TYLER, Texas — For board members it is not if, it is simply when.
The when is when they will be forced to go through a search to replace their chief executive, the result of a retirement, poor performance, or because their former executive got a better job.
For every board that has experience with recruiting, there are many more that have not.
In larger health systems, board members who sit on other boards, or serve as senior executives of corporations, understand and have experience with the process, but few have the time it takes to conduct the search themselves. Some form search committees and enlist the HR Director, who may or may not have recruiting experience, to provide staff support. Other boards work as a committee of the whole and schedule multiple additional meetings to review resumes and to select candidates they would like to invite for an interview. Others hire outside search counsel or tap into hospital association resources.
Most boards I have worked with say that they were amazed at how much time the recruiting process took, even when they hired experts to advise them.
“I learned that just hoping we found a good replacement was a terrible approach,” said a board member from a rural midwest hospital.
“Not all recruiters are equal,” a board member of a small rural hospital confided. “We used an association, and all they did was pick some resumes and conduct telephone screening interviews. We essentially did the rest. The truth is we needed much more help than we got. I think we made a big mistake trying to save some money. We ended up doing another search inside 18 months.”
He confided that what surprised him was the amount of background work that was so time consuming. Some of that background work includes:
- Job Description – Update the official job description if needed
- Selection Criteria – Develop a Selection Criteria that includes the basic academic and experience requirements in the job description but goes into greater detail regarding the facility’s operational, financial and market challenges as well as requirements for the candidates in those areas
- Position Summary – This is a very important component of the search. This is the document you provide to all candidates who are qualified and who you plan to interview. It should include the compensation range, reporting relationships, information from the Selection Criteria, the organization’s cultural profile, performance expectations and disclosures regarding significant challenges that the successful candidate should know before accepting an offer as well as a community profile. Not being completely transparent with a candidate is an invitation for failure of the process and/or a short tenure.
- Evaluation Forms – You need to create an evaluation form that can be used by members of the interview team — board members, senior leadership representatives, physicians and other key hospital stakeholders. It is important for all members of the interview team to complete these forms, sometimes easier said than done!
- Prepare Interview Questions – For boards that follow the first two steps of the process, they are better positioned to prepare for the important telephone screening calls and critical face-to-face interviews.
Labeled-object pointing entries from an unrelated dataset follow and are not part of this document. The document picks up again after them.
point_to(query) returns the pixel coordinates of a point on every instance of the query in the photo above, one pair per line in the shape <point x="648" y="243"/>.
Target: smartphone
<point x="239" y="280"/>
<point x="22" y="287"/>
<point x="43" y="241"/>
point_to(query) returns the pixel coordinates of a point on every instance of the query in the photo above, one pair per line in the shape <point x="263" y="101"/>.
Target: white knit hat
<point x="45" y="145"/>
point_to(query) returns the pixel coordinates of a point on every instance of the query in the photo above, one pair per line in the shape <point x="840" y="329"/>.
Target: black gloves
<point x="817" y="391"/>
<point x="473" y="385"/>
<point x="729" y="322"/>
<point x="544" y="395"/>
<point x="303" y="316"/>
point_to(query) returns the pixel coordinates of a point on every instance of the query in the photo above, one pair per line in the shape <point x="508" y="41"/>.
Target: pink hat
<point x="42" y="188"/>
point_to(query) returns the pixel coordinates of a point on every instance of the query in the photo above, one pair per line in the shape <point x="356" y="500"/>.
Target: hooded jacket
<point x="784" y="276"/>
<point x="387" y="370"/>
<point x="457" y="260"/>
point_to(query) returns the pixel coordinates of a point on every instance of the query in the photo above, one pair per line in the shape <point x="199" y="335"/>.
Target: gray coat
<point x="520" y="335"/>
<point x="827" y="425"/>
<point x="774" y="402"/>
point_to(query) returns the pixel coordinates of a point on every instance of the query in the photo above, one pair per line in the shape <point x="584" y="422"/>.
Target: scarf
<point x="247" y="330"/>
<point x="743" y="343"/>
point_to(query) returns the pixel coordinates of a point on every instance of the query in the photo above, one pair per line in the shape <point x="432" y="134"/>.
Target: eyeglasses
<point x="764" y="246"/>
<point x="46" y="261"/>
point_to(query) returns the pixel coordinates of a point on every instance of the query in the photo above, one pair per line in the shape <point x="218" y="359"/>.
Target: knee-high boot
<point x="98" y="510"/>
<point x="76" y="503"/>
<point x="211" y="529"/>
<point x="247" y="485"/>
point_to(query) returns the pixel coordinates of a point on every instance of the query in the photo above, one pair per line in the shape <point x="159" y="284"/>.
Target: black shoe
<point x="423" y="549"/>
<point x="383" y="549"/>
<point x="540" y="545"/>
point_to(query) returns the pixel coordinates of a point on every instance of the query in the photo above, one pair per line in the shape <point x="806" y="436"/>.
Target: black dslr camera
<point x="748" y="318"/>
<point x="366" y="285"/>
Candidates want to put their best foot forward, and that includes exaggerating their experience, accomplishments or both. Being prepared with questions that probe a candidate’s relevant experiences and accomplishments is essential to ensure that you select the right qualified candidate. Board members who are not experienced in interviewing executives should be careful not to ask illegal questions. At JohnGSelf + Partners, our more than 85 questions in the face-to-face interviews cover leadership style, organizational culture, quality and patient safety accomplishments, personal values and integrity, critical thinking, board and medical staff relations, marketing/business development/recruiting, reimbursement/revenue cycle and managed care contracting.
- Reference Questions – Boards should require relevant references — those with direct knowledge of the candidate’s pertinent executive experience. Prior board members or CEOs who supervised the candidate within the last five or six years, along with peers and direct reports, should comprise the reference list. That said, the reference questions should focus on asking questions that relate to their type of facility and the performance expectations. These questions must be prepared in advance to avoid missing key issues. Remember, candidates select primary references who are, more than likely, prepared to say only good things about the candidate. Specific, targeted questions is an important tool to thwart that understandable tendency on the part of the references.
- Background Reviews – There are several companies which specialize in this type of work. We advise boards not to undertake this work on their own since any use of an outside resource (entities not associated with the hospital), including those who do computer records searches, can invoke provisions of the Fair Credit Reporting Act of 1998. We also recommend a 15-year review of all state, county and local records for all jurisdictions of employment and residence as well as a review of a credit history (caution: this practice is not legal in every state) to primarily look for patterns of bad practice or financial fraud, not whether the candidate pays every revolving bill on time. In our Firm we have avoided some near misses but pursuing that level of detail.